1848-49

Marx et Engels journalistes au coeur de la révolution...

Une publication effectuée en collaboration avec la bibliothèque de sciences sociales de l'Université de Québec.


La Nouvelle Gazette Rhénane

F. Engels

La Kölnische Zeitung et l'Italie

n° 87, 27 août 1848


Cologne, 26 août

Nous avons été condamnés hier à entendre un homme de plume débiter des fadaises politiques du haut de son point de vue de l'histoire universelle. Le destin nous poursuit inexorablement. C'est un sort pareil qui nous atteint aujourd'hui. La révolution de mars a eu pour effet essentiel de permettre aux hommes de plume de faire de la politique leur chasse gardée.

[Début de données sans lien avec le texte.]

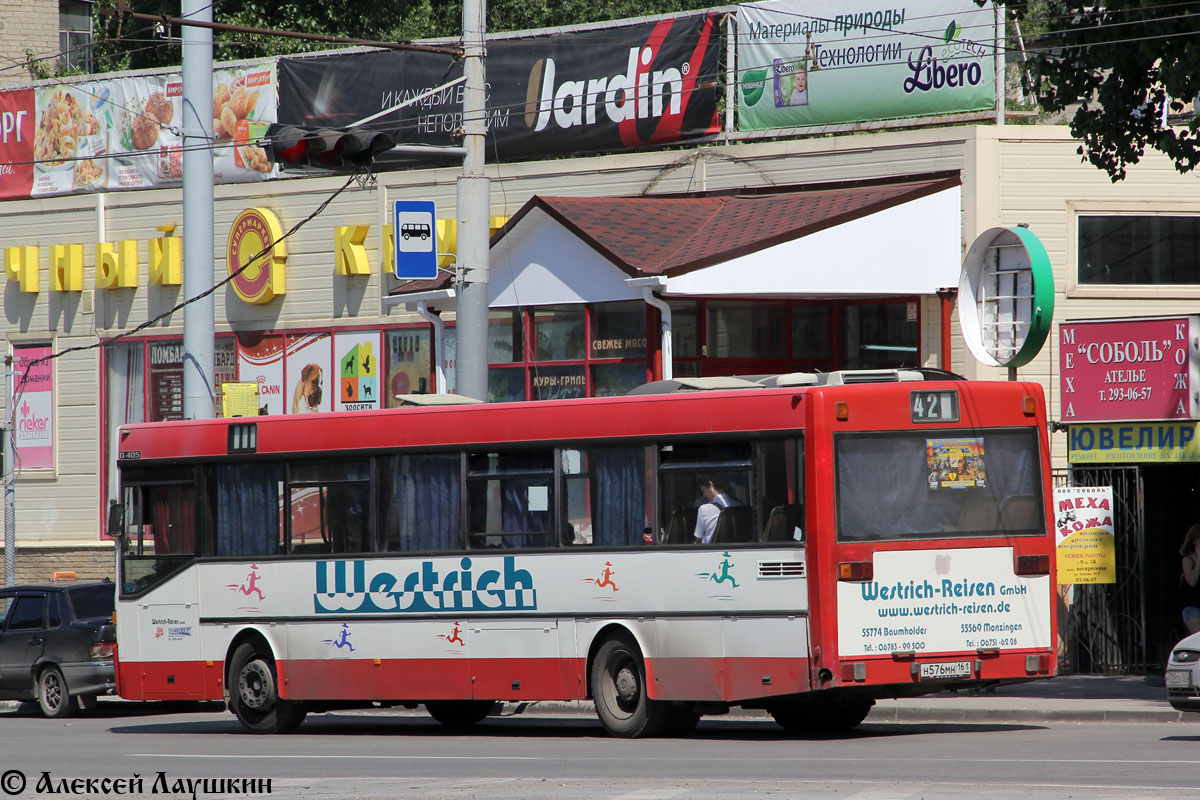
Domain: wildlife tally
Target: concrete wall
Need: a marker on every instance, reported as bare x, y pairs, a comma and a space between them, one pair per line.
27, 24
39, 564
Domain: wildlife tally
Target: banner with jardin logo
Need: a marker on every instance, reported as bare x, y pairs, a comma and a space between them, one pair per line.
804, 62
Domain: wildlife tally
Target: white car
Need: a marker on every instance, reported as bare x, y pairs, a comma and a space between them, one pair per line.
1183, 674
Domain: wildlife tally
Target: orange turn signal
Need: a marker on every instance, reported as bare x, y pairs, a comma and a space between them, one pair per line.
856, 571
1032, 565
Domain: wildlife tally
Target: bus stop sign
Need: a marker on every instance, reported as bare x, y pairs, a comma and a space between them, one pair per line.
415, 234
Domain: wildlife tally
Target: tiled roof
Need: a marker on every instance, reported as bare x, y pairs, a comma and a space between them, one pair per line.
672, 235
677, 234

M. Levin Schücking de Münster, la quatrième ou la cinquième roue du char des petits annonces de M. Dumont, a commis dans la Kölnische Zeitung un article sur « notre politique en Italie ».

Et que dit « mon ami Levin aux yeux de spectre [1] » ?

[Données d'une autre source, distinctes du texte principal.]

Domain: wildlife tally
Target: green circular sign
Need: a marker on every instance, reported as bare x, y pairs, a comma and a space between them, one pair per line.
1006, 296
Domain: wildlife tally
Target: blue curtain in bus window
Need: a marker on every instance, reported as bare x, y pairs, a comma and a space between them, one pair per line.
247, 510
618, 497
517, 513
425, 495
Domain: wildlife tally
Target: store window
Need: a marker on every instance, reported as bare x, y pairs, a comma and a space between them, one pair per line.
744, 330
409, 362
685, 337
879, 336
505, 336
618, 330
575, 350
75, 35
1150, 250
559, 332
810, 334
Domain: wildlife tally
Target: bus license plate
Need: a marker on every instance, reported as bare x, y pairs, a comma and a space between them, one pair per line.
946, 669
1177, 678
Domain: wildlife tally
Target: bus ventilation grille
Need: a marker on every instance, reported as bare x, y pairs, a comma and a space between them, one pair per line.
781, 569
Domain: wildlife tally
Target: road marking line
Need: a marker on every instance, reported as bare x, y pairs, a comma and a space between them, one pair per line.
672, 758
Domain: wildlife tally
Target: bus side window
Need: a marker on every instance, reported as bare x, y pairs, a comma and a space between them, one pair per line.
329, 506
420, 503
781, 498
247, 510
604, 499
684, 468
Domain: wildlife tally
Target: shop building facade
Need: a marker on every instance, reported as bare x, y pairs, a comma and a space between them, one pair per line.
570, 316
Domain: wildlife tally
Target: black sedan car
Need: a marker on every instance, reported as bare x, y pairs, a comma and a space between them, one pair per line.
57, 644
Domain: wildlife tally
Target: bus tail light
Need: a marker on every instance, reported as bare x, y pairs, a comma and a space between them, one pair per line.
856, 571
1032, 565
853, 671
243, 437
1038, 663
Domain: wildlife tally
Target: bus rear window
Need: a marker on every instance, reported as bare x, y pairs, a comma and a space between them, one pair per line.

« Il n'y a jamais eu de moment plus favorable que le moment présent pour permettre à l'Allemagne d'asseoir sa politique à l'égard de l'Italie sur une base saine qui promette de durer des siècles. Nous avons glorieusement (!) (par la trahison de Charles-Albert) lavé l'affront dont nos drapeaux ont été souillés par un peuple facilement outrecuidant dans la fortune; à la tête d'une armée inégalable, digne d'admiration non seulement dans la victoire et la lutte, mais aussi dans l'endurance et la persévérance, la Barba bianca, le Barbeblanche, a planté le glorieux (!?) aigle bicéphale de l'Allemagne sur les créneaux de la ville en révolte, où il y a plus de six cents ans le Barberousse impérial a fait flotter la même bannière, symbole de la souveraineté de l'Allemagne sur l'Italie. Cette souveraineté nous appartient aujourd'hui encore. »

C'est ainsi que parle M. Levin Schücking, de la Kölnische Zeitung.

Naguère, quand les Croates et les Pandours de Radetzky furent chassés de Milan par un peuple désarmé après un combat de cinq jours; naguère quand l'« armée digne d'admiration », dispersée à Goito, se retira à Vérone - naguère la lyre politique de « mon ami Levin aux yeux de spectre » se tut ! Mais depuis, l'armée autrichienne, ayant reçu des renforts, a remporté grâce à la trahison aussi lâche que maladroite de Charles-Albert - trahison que nous avions prédite un nombre incalculable de fois, - une victoire imméritée; depuis, les publicistes voisins se montrent de nouveau; depuis, ils claironnent que « l'affront a été lavé »; depuis, ils se risquent à des parallèles entre Frédéric Barbarossa et Radetzky Barbabianca; depuis, l'héroïque Milan qui a fait la révolution la plus glorieuse de toute l'année 48, n'est plus qu'une « ville en révolte »; depuis, la « souveraineté sur l'Italie » nous appartient à nous Allemands, à qui, d'ordinaire, jamais rien n'appartient !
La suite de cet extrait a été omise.